W nocy z czwartku na piątek wojskowy bezzałogowy samolot rozpoznawczy rozbił się na przedmieściach stolicy Chorwacji, Zagrzebia - poinformowała w piątek chorwacka agencja informacyjna Hina. Nie wiadomo, czy należał do rosyjskiej, czy ukraińskiej armii - przekazał tego samego dnia premier Chorwacji Andrej Plenković.

Tamtejsza policja podała, że w czwartek po godz. 23 na stołecznym podmiejskim osiedlu Jarun było słychać huk eksplozji. W piątek rano, na miejscu zgłoszenia zauważono dziurę w ziemi i znaleziono dwa spadochrony.

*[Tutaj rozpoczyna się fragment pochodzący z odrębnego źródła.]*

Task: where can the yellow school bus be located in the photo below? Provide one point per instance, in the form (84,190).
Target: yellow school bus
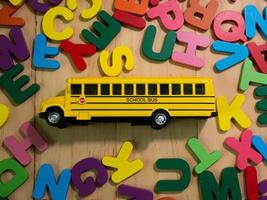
(159,99)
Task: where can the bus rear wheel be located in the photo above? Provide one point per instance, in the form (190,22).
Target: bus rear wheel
(55,117)
(159,119)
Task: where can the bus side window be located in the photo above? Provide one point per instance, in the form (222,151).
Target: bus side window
(140,89)
(90,89)
(200,88)
(176,89)
(188,89)
(152,89)
(116,89)
(76,89)
(164,89)
(128,89)
(105,89)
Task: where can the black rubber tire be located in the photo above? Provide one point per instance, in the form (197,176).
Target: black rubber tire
(159,119)
(56,112)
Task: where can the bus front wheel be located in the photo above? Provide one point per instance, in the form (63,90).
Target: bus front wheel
(55,117)
(160,118)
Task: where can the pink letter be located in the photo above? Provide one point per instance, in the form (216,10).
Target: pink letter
(18,149)
(163,12)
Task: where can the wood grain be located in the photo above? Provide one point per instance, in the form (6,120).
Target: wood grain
(68,146)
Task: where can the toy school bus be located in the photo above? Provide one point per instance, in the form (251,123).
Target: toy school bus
(155,98)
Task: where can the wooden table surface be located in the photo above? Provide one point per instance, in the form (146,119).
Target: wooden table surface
(70,145)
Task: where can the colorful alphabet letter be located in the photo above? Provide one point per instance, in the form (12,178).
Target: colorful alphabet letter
(135,193)
(173,164)
(236,32)
(163,11)
(77,51)
(166,49)
(19,149)
(243,150)
(254,19)
(41,51)
(4,110)
(228,112)
(228,188)
(201,17)
(13,88)
(5,16)
(106,34)
(48,23)
(117,62)
(46,179)
(248,76)
(206,159)
(20,175)
(88,186)
(239,53)
(193,41)
(18,49)
(125,168)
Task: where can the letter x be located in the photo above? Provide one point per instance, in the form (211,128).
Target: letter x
(243,149)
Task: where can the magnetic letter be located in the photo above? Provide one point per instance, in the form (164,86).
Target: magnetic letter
(20,175)
(243,149)
(18,49)
(117,62)
(248,76)
(49,19)
(259,144)
(251,182)
(163,11)
(239,53)
(261,105)
(236,32)
(106,34)
(167,46)
(4,110)
(134,193)
(206,159)
(129,19)
(19,149)
(228,188)
(199,16)
(43,7)
(257,53)
(131,6)
(125,168)
(228,112)
(173,164)
(254,19)
(46,179)
(13,88)
(41,51)
(88,186)
(193,41)
(5,16)
(77,51)
(86,13)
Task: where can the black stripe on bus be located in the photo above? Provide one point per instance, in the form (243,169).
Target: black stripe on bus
(139,96)
(114,109)
(145,103)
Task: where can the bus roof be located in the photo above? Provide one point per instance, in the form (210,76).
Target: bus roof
(139,80)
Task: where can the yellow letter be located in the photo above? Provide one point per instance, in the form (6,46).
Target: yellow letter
(4,114)
(117,62)
(228,112)
(124,168)
(86,13)
(49,20)
(16,2)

Powołując się na nieoficjalne żródła, brytyjska stacja BBC podała, iż rozbił się tam były radziecki bezzałogowy samolot rozpoznawczy Tu-141. Burmistrz stolicy Tomislav Tomasević poinformował, że części maszyny znaleziono w kilku miejscach na południowo-zachodnich przedmieściach miasta.

"To cud, że nikt nie zginął. To duża maszyna" - stwierdził Tomasević, dodając, że jest to przypadek bez precedensu.

W opinii ekspertów na których powołuje się agencja Associated Press, w Tu-141 musiała nastąpić jakaś awaria. Agencja podała, że jedynym operatorem tego sprzętu jest obecnie Ukraina. Ten bezzałogowy samolot rozpoznawczy został oblatany w 1974 roku. Do służby w armii ZSRR wszedł w 1979 roku. Wycofany został w 1989 roku.

Rząd Chorwacji przekazał, że maszyna przyleciała na terytorium Chorwacji z węgierskiej przestrzeni powietrznej.

Chorwacka policja i wojsko bada sprawę - przekazano.